それにしても二時間の映画とは思えない濃密さ。
「帰ってきてから」の綾野剛の表情が何ともいえない。
尾野真千子は、次世代の倍賞美津子を取りにいってもらいたいような存在感。
「15年」って言ってたのに「14年」って言ってたのは、そういうことか…。

別に従来のヤクザを肯定するつもりはないけれど、ワケあって家族がいない、家族が壊れてしまった、あるいはそれを捨ててきた者にとっての疑似「家族」たるヤクザが時代の変化の中で無残に壊れてゆくのも、
またそんなヤクザだった過去が、ようやく手にした(と思われた)本当の(?)家庭すら奪ってしまう・壊してしまうという、二重の救われなさが、ただただ切ない。

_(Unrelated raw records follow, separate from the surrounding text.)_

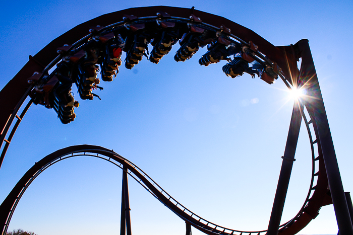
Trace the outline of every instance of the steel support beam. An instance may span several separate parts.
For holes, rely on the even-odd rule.
[[[185,222],[185,224],[186,224],[186,235],[191,235],[191,225],[190,223],[188,223]]]
[[[123,171],[123,175],[124,171]],[[125,197],[124,190],[124,178],[122,182],[122,211],[120,217],[120,235],[125,235],[126,217],[125,217]]]
[[[302,57],[301,79],[307,87],[307,103],[314,111],[314,121],[317,127],[338,229],[340,235],[353,235],[352,222],[309,41],[303,39],[297,44]]]
[[[296,161],[294,156],[299,136],[299,130],[302,124],[303,109],[303,105],[298,100],[296,100],[293,107],[293,112],[290,120],[284,154],[282,157],[283,159],[282,167],[268,224],[267,235],[277,235],[278,233],[285,197],[287,195],[288,186],[289,184],[290,174],[293,167],[293,162]]]
[[[129,202],[129,185],[128,184],[128,168],[123,168],[123,189],[122,190],[122,215],[120,222],[120,235],[125,235],[126,226],[127,235],[131,235],[131,221],[130,220],[130,205]]]

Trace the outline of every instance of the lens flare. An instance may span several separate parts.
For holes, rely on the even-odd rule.
[[[290,98],[294,99],[299,99],[307,94],[307,91],[302,88],[293,88],[289,92]]]

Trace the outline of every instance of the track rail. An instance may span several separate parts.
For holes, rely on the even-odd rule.
[[[309,130],[309,129],[308,129]],[[310,134],[310,130],[309,130]],[[312,144],[312,146],[313,145]],[[137,181],[154,197],[167,206],[170,210],[196,228],[208,234],[221,234],[223,235],[240,234],[256,233],[264,234],[267,230],[242,231],[226,228],[212,223],[197,214],[193,212],[174,199],[163,189],[155,181],[151,178],[137,166],[123,158],[112,150],[100,146],[82,145],[72,146],[63,148],[51,153],[36,163],[36,164],[23,176],[15,186],[12,191],[0,205],[0,222],[4,222],[2,234],[6,234],[6,231],[10,222],[16,206],[25,191],[31,183],[44,170],[65,159],[79,156],[95,157],[114,164],[123,170],[124,167],[127,168],[127,173]],[[313,163],[315,160],[313,160]],[[314,166],[313,168],[314,169]],[[313,182],[314,175],[312,179],[311,189]],[[315,189],[312,189],[315,190]],[[309,193],[310,194],[310,193]],[[309,197],[309,194],[308,194]],[[306,201],[309,201],[307,198]],[[305,205],[307,207],[307,203]],[[282,229],[290,227],[292,221],[299,221],[300,215],[305,209],[304,206],[295,218],[281,225]],[[7,213],[3,213],[4,212]]]
[[[17,115],[22,104],[33,88],[33,85],[30,85],[26,83],[26,79],[32,75],[33,72],[36,71],[42,71],[43,74],[45,73],[61,60],[61,56],[57,56],[56,53],[56,48],[62,46],[64,43],[68,43],[73,45],[71,50],[79,50],[81,47],[84,46],[87,40],[91,36],[90,35],[87,35],[90,27],[97,25],[107,25],[108,26],[100,30],[100,32],[103,32],[103,34],[108,33],[110,32],[109,31],[113,30],[113,29],[122,27],[122,24],[124,22],[121,21],[116,23],[116,19],[122,19],[124,15],[134,15],[137,16],[139,18],[134,20],[134,21],[139,23],[143,23],[148,21],[155,21],[156,17],[151,17],[150,16],[154,15],[157,11],[167,12],[172,16],[168,20],[169,21],[184,22],[186,24],[189,22],[189,16],[190,14],[195,14],[203,20],[202,23],[196,24],[198,24],[200,27],[207,29],[208,30],[219,30],[220,27],[214,26],[214,25],[220,26],[221,25],[224,25],[231,29],[232,33],[234,34],[230,35],[230,37],[234,42],[250,46],[247,42],[252,41],[258,46],[258,51],[254,51],[255,53],[254,57],[256,60],[270,66],[274,65],[274,62],[277,63],[282,68],[281,71],[279,71],[279,75],[288,88],[290,89],[292,86],[296,86],[299,80],[304,83],[310,82],[311,83],[310,84],[311,86],[314,84],[312,86],[312,87],[316,86],[318,88],[318,89],[317,89],[317,90],[319,91],[318,93],[318,92],[313,92],[310,94],[313,95],[314,99],[321,99],[321,101],[320,102],[320,102],[320,103],[318,103],[318,104],[315,104],[315,101],[306,102],[304,105],[309,114],[309,121],[308,121],[304,113],[302,114],[309,134],[312,149],[312,158],[313,163],[313,174],[310,189],[304,204],[299,212],[294,216],[293,219],[281,225],[279,230],[280,234],[293,234],[296,233],[309,223],[312,219],[316,217],[318,214],[319,210],[321,206],[332,203],[331,197],[328,193],[329,192],[329,189],[328,187],[328,181],[326,174],[326,169],[323,161],[323,157],[325,155],[325,152],[324,152],[325,151],[322,150],[323,147],[322,145],[326,145],[328,142],[327,141],[329,142],[329,143],[331,143],[332,139],[329,139],[330,134],[329,138],[327,139],[326,136],[324,136],[322,133],[320,132],[320,130],[323,129],[323,126],[325,125],[327,127],[328,126],[328,123],[327,124],[326,123],[323,124],[320,122],[321,119],[318,118],[319,115],[321,116],[322,115],[326,115],[326,114],[323,107],[323,103],[322,102],[322,97],[318,83],[317,83],[317,77],[316,76],[315,67],[313,66],[311,68],[307,67],[301,68],[301,70],[299,71],[297,66],[297,60],[301,57],[302,53],[301,50],[303,46],[301,45],[304,45],[305,44],[305,42],[303,42],[303,40],[302,40],[294,45],[275,47],[249,29],[247,29],[222,17],[197,11],[193,9],[188,9],[169,7],[151,7],[130,9],[106,14],[76,26],[53,40],[34,56],[30,57],[29,61],[0,92],[0,99],[2,100],[9,101],[8,102],[2,102],[0,103],[0,110],[3,111],[4,114],[0,116],[0,126],[2,128],[0,138],[1,143],[0,143],[0,144],[2,144],[4,141],[6,142],[0,158],[0,166],[5,158],[11,139],[15,134],[15,132],[20,122],[23,118],[24,114],[30,106],[32,102],[32,101],[30,101],[20,116]],[[310,52],[310,49],[309,51],[307,50],[307,51]],[[265,55],[266,55],[266,57]],[[303,59],[303,62],[305,60],[305,59]],[[303,62],[302,62],[302,65]],[[304,63],[305,64],[305,63]],[[314,68],[313,70],[313,68]],[[299,72],[301,73],[300,75],[299,75]],[[314,75],[313,74],[314,74]],[[314,82],[312,81],[313,77],[315,79]],[[319,109],[318,109],[318,107],[319,107]],[[323,112],[322,111],[323,111]],[[324,117],[327,119],[326,116]],[[6,138],[7,132],[10,130],[12,121],[15,118],[18,118],[18,121],[13,128],[10,134]],[[312,128],[314,130],[314,133],[310,131],[310,126],[311,125],[312,125]],[[322,145],[320,139],[323,137],[325,137],[325,141]],[[316,146],[315,145],[316,145]],[[29,184],[26,184],[27,183],[29,182],[30,184],[30,182],[36,177],[38,174],[52,164],[62,160],[65,154],[61,155],[61,156],[59,159],[56,158],[54,159],[52,159],[52,158],[61,154],[61,153],[62,153],[65,152],[65,151],[67,151],[69,149],[71,150],[71,152],[70,152],[72,154],[71,156],[74,156],[74,153],[78,152],[77,151],[79,150],[77,148],[84,148],[84,147],[83,147],[83,146],[87,146],[88,145],[70,147],[58,150],[44,158],[41,161],[43,161],[42,163],[45,163],[45,164],[43,166],[39,166],[38,165],[39,164],[38,163],[36,164],[36,166],[35,165],[30,169],[22,178],[25,179],[28,178],[27,180],[24,182],[24,181],[22,181],[22,179],[21,179],[18,184],[18,185],[19,184],[19,186],[17,185],[14,189],[15,190],[16,188],[16,190],[18,191],[20,190],[19,189],[20,187],[22,187],[20,191],[18,193],[13,193],[12,191],[8,197],[10,197],[9,198],[13,198],[15,197],[15,198],[17,198],[16,200],[19,200],[23,192],[24,192],[24,189],[25,190],[27,187],[29,185]],[[249,235],[252,233],[256,233],[260,234],[264,234],[267,231],[264,230],[250,231],[230,229],[219,226],[204,219],[190,211],[173,199],[136,165],[128,161],[121,156],[109,151],[106,149],[100,147],[92,147],[93,148],[93,149],[85,149],[84,150],[85,151],[91,151],[92,152],[97,153],[104,152],[103,155],[104,156],[107,156],[106,155],[107,154],[110,156],[109,158],[111,158],[111,159],[114,160],[117,163],[119,163],[120,164],[124,163],[125,165],[127,165],[128,173],[132,177],[134,177],[154,196],[187,223],[192,224],[196,228],[207,234],[227,235],[238,234],[243,232],[244,233],[249,233]],[[315,149],[317,149],[317,155],[315,155]],[[326,148],[326,149],[327,149],[327,148]],[[327,151],[327,150],[325,151]],[[98,152],[98,151],[100,152]],[[84,154],[84,155],[85,154]],[[98,154],[97,154],[97,156],[98,156]],[[64,158],[68,157],[67,156]],[[59,160],[58,160],[58,159]],[[44,161],[44,160],[45,160]],[[48,160],[50,160],[51,162],[47,162],[49,161]],[[110,160],[110,159],[109,160]],[[314,169],[315,169],[315,166],[316,164],[318,164],[319,171],[315,173],[314,172]],[[132,175],[132,173],[133,173]],[[24,179],[23,181],[25,181],[25,180]],[[316,185],[313,186],[315,184],[315,182]],[[7,200],[8,200],[8,198],[5,199],[5,201],[2,204],[2,207],[0,207],[2,209],[1,215],[0,215],[1,216],[2,216],[1,217],[1,221],[4,221],[5,223],[3,223],[3,224],[5,224],[6,227],[7,227],[8,222],[11,219],[12,214],[17,205],[17,202],[16,202],[18,201],[17,200],[12,204],[10,203],[9,204],[9,201]],[[7,202],[6,202],[6,201]],[[3,210],[2,209],[6,208],[7,210],[9,206],[9,205],[10,204],[11,208],[10,208],[9,211],[10,212],[11,214],[5,215],[6,213],[3,213],[3,212],[7,211],[8,210]],[[3,230],[3,233],[4,231]]]

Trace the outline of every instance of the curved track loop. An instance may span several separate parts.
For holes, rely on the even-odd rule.
[[[320,160],[320,158],[314,158],[314,143],[312,141],[311,133],[309,128],[309,124],[307,121],[306,118],[304,116],[307,128],[309,134],[312,146],[312,153],[313,156],[313,172],[315,169],[315,163]],[[127,173],[140,183],[144,188],[149,192],[153,196],[157,198],[162,203],[167,206],[169,209],[175,213],[186,222],[191,224],[196,228],[208,234],[221,234],[223,235],[240,234],[242,233],[246,234],[257,233],[264,234],[266,230],[261,231],[241,231],[236,229],[227,228],[215,224],[210,222],[194,212],[188,209],[173,198],[169,194],[165,192],[158,184],[149,177],[143,171],[138,167],[124,158],[112,150],[103,148],[100,146],[82,145],[72,146],[63,148],[51,153],[36,164],[23,176],[14,189],[0,205],[0,222],[5,224],[2,231],[2,234],[6,233],[7,228],[10,223],[12,215],[16,207],[23,196],[26,190],[35,178],[45,169],[54,164],[62,160],[78,156],[89,156],[98,158],[107,161],[122,169],[125,166],[127,168]],[[320,161],[319,161],[319,162]],[[322,163],[322,161],[321,161]],[[323,164],[319,164],[319,168],[322,167]],[[286,223],[281,225],[280,234],[295,234],[304,227],[306,224],[317,214],[317,209],[316,207],[318,205],[319,209],[322,203],[312,202],[315,197],[318,198],[318,201],[322,201],[324,199],[320,193],[321,185],[325,186],[324,187],[327,192],[327,181],[322,182],[322,180],[318,179],[316,186],[313,187],[315,176],[317,174],[313,174],[310,190],[306,199],[305,203],[300,212],[295,217]],[[319,192],[319,193],[318,193]],[[311,198],[309,196],[312,195]],[[318,201],[318,199],[316,201]],[[7,213],[4,213],[7,212]],[[314,216],[312,216],[313,212]],[[304,226],[303,226],[304,225]]]
[[[46,72],[60,60],[61,58],[60,56],[57,56],[56,48],[62,46],[65,43],[72,44],[74,47],[80,46],[80,45],[84,43],[85,40],[87,41],[87,39],[89,38],[90,36],[87,36],[87,34],[89,27],[92,26],[107,25],[108,26],[107,26],[106,28],[108,28],[119,24],[115,23],[116,22],[117,19],[117,20],[121,19],[124,15],[134,15],[138,16],[139,19],[141,19],[142,18],[149,16],[155,16],[157,11],[167,12],[171,16],[173,16],[174,19],[178,18],[182,20],[188,19],[190,14],[193,14],[202,19],[203,24],[205,27],[217,28],[222,24],[225,25],[231,29],[232,33],[236,34],[237,36],[233,37],[236,40],[245,43],[247,43],[245,42],[252,41],[258,46],[259,51],[265,54],[271,61],[276,62],[282,68],[282,73],[280,74],[280,76],[288,87],[289,86],[287,83],[295,86],[297,84],[299,71],[297,66],[297,59],[301,57],[301,47],[297,44],[300,44],[301,41],[295,45],[275,47],[249,29],[223,17],[194,9],[170,7],[150,7],[133,8],[109,13],[75,27],[53,40],[34,56],[30,56],[30,60],[28,62],[1,91],[0,99],[2,100],[6,100],[7,102],[0,103],[0,110],[3,113],[0,116],[0,127],[1,127],[0,128],[2,128],[0,141],[1,141],[1,144],[4,140],[6,142],[6,146],[0,158],[0,164],[2,163],[5,157],[6,150],[17,126],[32,103],[32,101],[30,101],[20,116],[19,117],[17,115],[17,112],[21,105],[33,88],[31,85],[27,83],[26,79],[31,76],[34,71],[44,71]],[[155,17],[154,17],[155,18]],[[121,22],[120,22],[120,23],[121,23]],[[212,26],[213,25],[217,26],[217,27]],[[81,39],[82,40],[81,40]],[[261,57],[262,55],[260,53],[257,55]],[[264,58],[263,55],[262,55],[261,59],[265,60],[267,59]],[[309,77],[309,76],[305,77],[305,74],[307,74],[305,72],[305,69],[301,71],[303,72],[301,72],[301,75],[299,76],[299,79],[303,82],[305,83],[312,79],[312,77]],[[307,75],[308,74],[307,74]],[[317,80],[317,77],[316,79]],[[318,87],[318,84],[317,84],[317,86]],[[320,92],[319,91],[319,92]],[[321,98],[321,93],[315,96],[315,97],[317,97]],[[328,189],[327,177],[323,160],[321,146],[318,137],[319,132],[316,124],[318,121],[315,120],[315,117],[316,113],[314,111],[316,107],[313,107],[314,105],[312,105],[310,102],[304,104],[309,114],[310,120],[308,121],[304,113],[302,114],[309,134],[313,162],[313,175],[310,188],[303,206],[298,213],[293,219],[280,226],[279,231],[280,234],[293,234],[296,233],[308,224],[312,219],[315,218],[318,214],[318,211],[321,206],[332,203],[330,201],[331,198],[328,194],[329,190]],[[18,118],[18,121],[7,139],[6,135],[15,117]],[[314,133],[310,131],[310,126],[311,125],[312,125],[313,129],[314,130]],[[316,155],[315,149],[317,149]],[[24,190],[30,184],[30,182],[40,172],[52,163],[60,161],[63,158],[67,158],[67,155],[68,152],[71,154],[71,156],[73,156],[76,155],[74,155],[74,153],[76,154],[80,151],[102,154],[104,156],[109,156],[109,159],[107,160],[108,161],[110,161],[110,158],[111,158],[116,163],[119,163],[119,164],[127,165],[129,171],[130,171],[130,172],[128,171],[128,173],[141,183],[153,196],[187,222],[207,234],[238,234],[241,232],[249,234],[251,233],[264,234],[266,231],[266,230],[239,231],[224,228],[208,221],[190,211],[174,200],[169,194],[165,193],[159,187],[155,182],[146,175],[142,171],[132,163],[105,148],[89,145],[72,146],[58,150],[44,158],[30,169],[1,206],[0,222],[4,222],[3,224],[5,224],[4,227],[7,227],[7,224],[10,221],[18,200],[21,198]],[[99,154],[97,154],[97,156]],[[59,155],[60,156],[58,156]],[[103,157],[102,158],[107,160]],[[116,164],[117,164],[116,163]],[[318,172],[316,173],[314,172],[316,164],[318,164],[319,169]],[[314,184],[315,186],[313,186]],[[14,198],[15,198],[14,200],[12,201]],[[9,211],[10,214],[7,214],[7,212],[4,212],[5,211]],[[4,231],[6,231],[6,229],[3,230],[3,233]]]

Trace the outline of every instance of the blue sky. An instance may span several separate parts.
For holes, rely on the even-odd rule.
[[[275,45],[309,39],[343,187],[353,190],[350,1],[7,2],[0,17],[5,68],[0,87],[29,55],[76,25],[113,11],[156,5],[195,6],[251,29]],[[288,101],[279,81],[270,86],[246,75],[232,80],[222,71],[224,62],[200,66],[204,51],[177,63],[177,49],[157,65],[144,59],[132,70],[122,66],[113,82],[102,84],[102,101],[81,101],[77,95],[81,105],[69,124],[62,124],[53,110],[32,107],[0,170],[0,200],[45,155],[71,145],[96,144],[131,161],[210,221],[234,229],[266,229],[293,100]],[[297,214],[305,199],[310,158],[302,128],[282,222]],[[121,176],[120,169],[96,159],[58,163],[27,190],[9,230],[22,228],[39,235],[118,233]],[[133,233],[185,232],[179,217],[132,179],[129,184]],[[337,230],[331,205],[300,234]]]

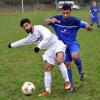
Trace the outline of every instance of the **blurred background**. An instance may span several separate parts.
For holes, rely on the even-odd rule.
[[[61,1],[74,1],[82,8],[89,8],[93,0],[0,0],[0,12],[58,10]],[[100,6],[100,0],[96,0]]]

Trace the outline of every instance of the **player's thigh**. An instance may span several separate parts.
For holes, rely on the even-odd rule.
[[[64,61],[65,53],[63,51],[56,53],[56,63],[59,65]]]
[[[53,68],[53,65],[48,63],[48,61],[45,60],[44,67],[45,67],[45,71],[51,71]]]
[[[95,22],[95,19],[94,19],[94,18],[92,18],[92,17],[91,17],[91,19],[90,19],[90,20],[91,20],[91,23],[94,23],[94,22]]]
[[[79,44],[72,44],[70,46],[70,53],[71,53],[71,58],[76,59],[79,57],[79,52],[80,52],[80,46]]]
[[[66,49],[66,57],[65,57],[64,63],[66,63],[66,62],[71,62],[71,61],[72,61],[71,53],[70,53],[69,48],[67,48],[67,49]]]
[[[95,19],[95,22],[97,25],[99,25],[99,18],[98,17]]]
[[[55,65],[55,52],[52,49],[46,50],[43,54],[43,61],[48,62],[51,65]]]

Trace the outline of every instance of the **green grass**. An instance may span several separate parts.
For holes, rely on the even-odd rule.
[[[49,97],[38,97],[38,93],[44,87],[43,50],[35,54],[33,45],[16,49],[7,47],[10,42],[27,35],[19,26],[21,18],[28,17],[33,24],[42,24],[46,17],[59,13],[41,11],[0,14],[0,100],[100,100],[100,32],[95,26],[92,32],[83,29],[78,32],[80,54],[86,73],[86,81],[80,82],[77,69],[72,64],[75,85],[80,85],[79,93],[68,94],[64,91],[63,79],[58,67],[55,66],[52,71],[52,94]],[[72,15],[89,22],[88,11],[73,11]],[[31,81],[36,86],[36,91],[31,96],[25,96],[21,92],[21,86],[25,81]]]

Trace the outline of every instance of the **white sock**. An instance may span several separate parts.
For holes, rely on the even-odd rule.
[[[69,77],[68,77],[68,72],[67,72],[67,68],[66,68],[66,65],[64,63],[58,65],[60,71],[61,71],[61,74],[65,80],[65,82],[68,82],[69,81]]]
[[[44,75],[44,84],[47,92],[51,92],[51,72],[47,71]]]

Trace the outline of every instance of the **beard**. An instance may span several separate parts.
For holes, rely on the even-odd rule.
[[[27,33],[33,33],[32,28],[26,30]]]

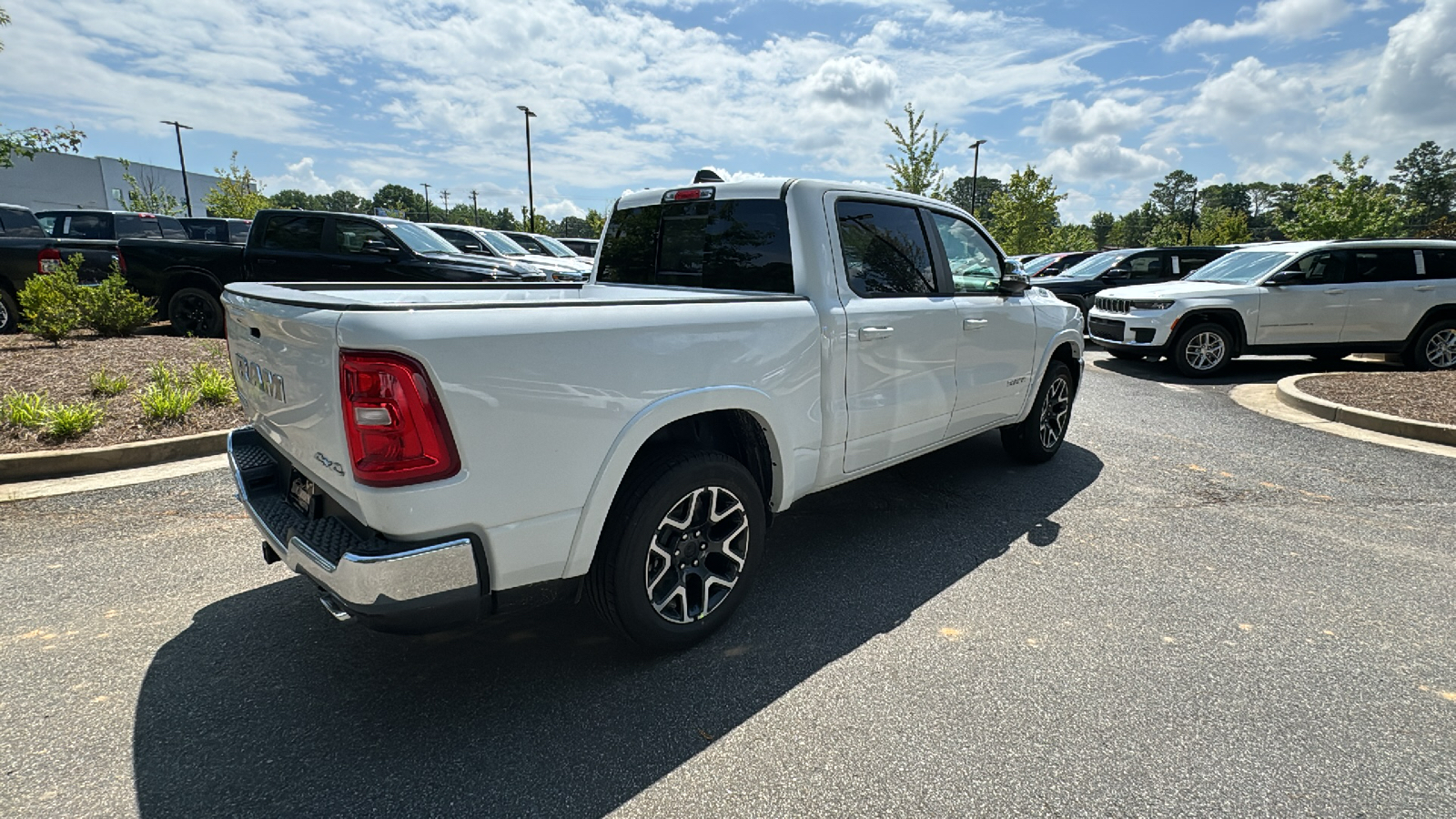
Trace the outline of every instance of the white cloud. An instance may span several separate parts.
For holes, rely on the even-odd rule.
[[[1351,13],[1345,0],[1264,0],[1254,16],[1235,23],[1198,19],[1174,32],[1169,51],[1192,42],[1220,42],[1243,36],[1271,39],[1309,39],[1329,31]]]

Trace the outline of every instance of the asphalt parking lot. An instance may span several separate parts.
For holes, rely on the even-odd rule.
[[[223,471],[0,504],[0,815],[1456,815],[1456,461],[1091,358],[1054,462],[805,498],[664,659],[336,624]]]

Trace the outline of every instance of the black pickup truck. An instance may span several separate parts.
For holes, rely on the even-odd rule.
[[[63,236],[80,216],[102,213],[38,216],[51,219],[52,236]],[[111,216],[121,224],[122,216],[150,214]],[[414,222],[357,213],[262,210],[242,246],[130,236],[90,240],[109,242],[121,254],[127,280],[157,300],[178,334],[199,337],[223,334],[218,297],[233,281],[521,281]]]
[[[31,208],[0,204],[0,332],[20,322],[17,294],[32,275],[54,273],[63,258],[82,255],[82,281],[100,281],[116,254],[82,242],[51,239]]]

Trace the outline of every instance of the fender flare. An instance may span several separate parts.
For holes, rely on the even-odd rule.
[[[632,417],[617,433],[607,458],[597,469],[597,478],[587,494],[587,503],[581,507],[577,519],[577,533],[571,542],[571,554],[562,577],[577,577],[591,568],[591,561],[597,552],[597,541],[607,522],[607,512],[622,488],[622,479],[628,468],[642,450],[652,434],[667,427],[673,421],[680,421],[692,415],[705,412],[738,410],[754,417],[763,428],[763,437],[769,444],[769,456],[773,461],[773,497],[764,498],[770,509],[779,509],[783,493],[794,485],[794,459],[783,452],[782,442],[773,434],[773,418],[778,405],[761,389],[751,386],[705,386],[677,392],[660,398]],[[782,428],[782,427],[780,427]]]

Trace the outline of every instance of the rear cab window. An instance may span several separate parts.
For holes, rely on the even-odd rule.
[[[794,293],[783,200],[693,200],[619,208],[597,281]]]

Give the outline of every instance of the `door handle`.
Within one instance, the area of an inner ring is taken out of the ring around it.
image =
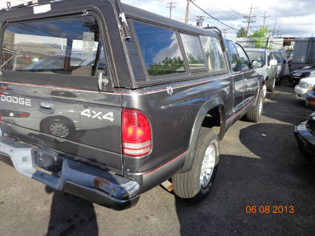
[[[39,111],[44,113],[52,114],[55,112],[55,107],[49,102],[39,102]]]

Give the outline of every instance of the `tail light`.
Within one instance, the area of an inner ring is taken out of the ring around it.
[[[145,115],[134,109],[123,109],[123,153],[132,156],[143,156],[151,150],[151,129]]]

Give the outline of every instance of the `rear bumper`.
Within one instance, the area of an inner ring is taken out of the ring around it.
[[[0,153],[21,174],[58,190],[120,210],[139,200],[139,184],[105,171],[11,139],[0,137]]]
[[[301,79],[302,79],[302,78],[292,77],[291,76],[289,76],[288,77],[289,82],[293,85],[297,85],[299,83],[300,80],[301,80]]]
[[[294,127],[294,136],[300,149],[315,155],[315,137],[306,129],[306,122]]]
[[[303,88],[297,85],[294,88],[295,96],[299,99],[305,101],[306,100],[306,92],[309,89],[309,88]]]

そんな中にあって、次世代の二人の姿に、ただただ祈るように希望を見る。二人はどんなことを話し、少女は何を思い、そしてどのように生きてゆくのだろうか。青年もそうだ。お母さんを幸せにしてあげろよ、と言っていた言葉を思い出す。母さんを泣かせるような人生だけは送らないでほしいと思う。


さて、途中から、エンディングでクソみたいなJ-popとか流れ出したらヤだなぁ…、と思ってたんだけど、なんだ、この初期七尾旅人とBon Iverの影響を同時に受けてるような曲は?!
今のJ-popって、すげぇクオリティのが売れてんだな…。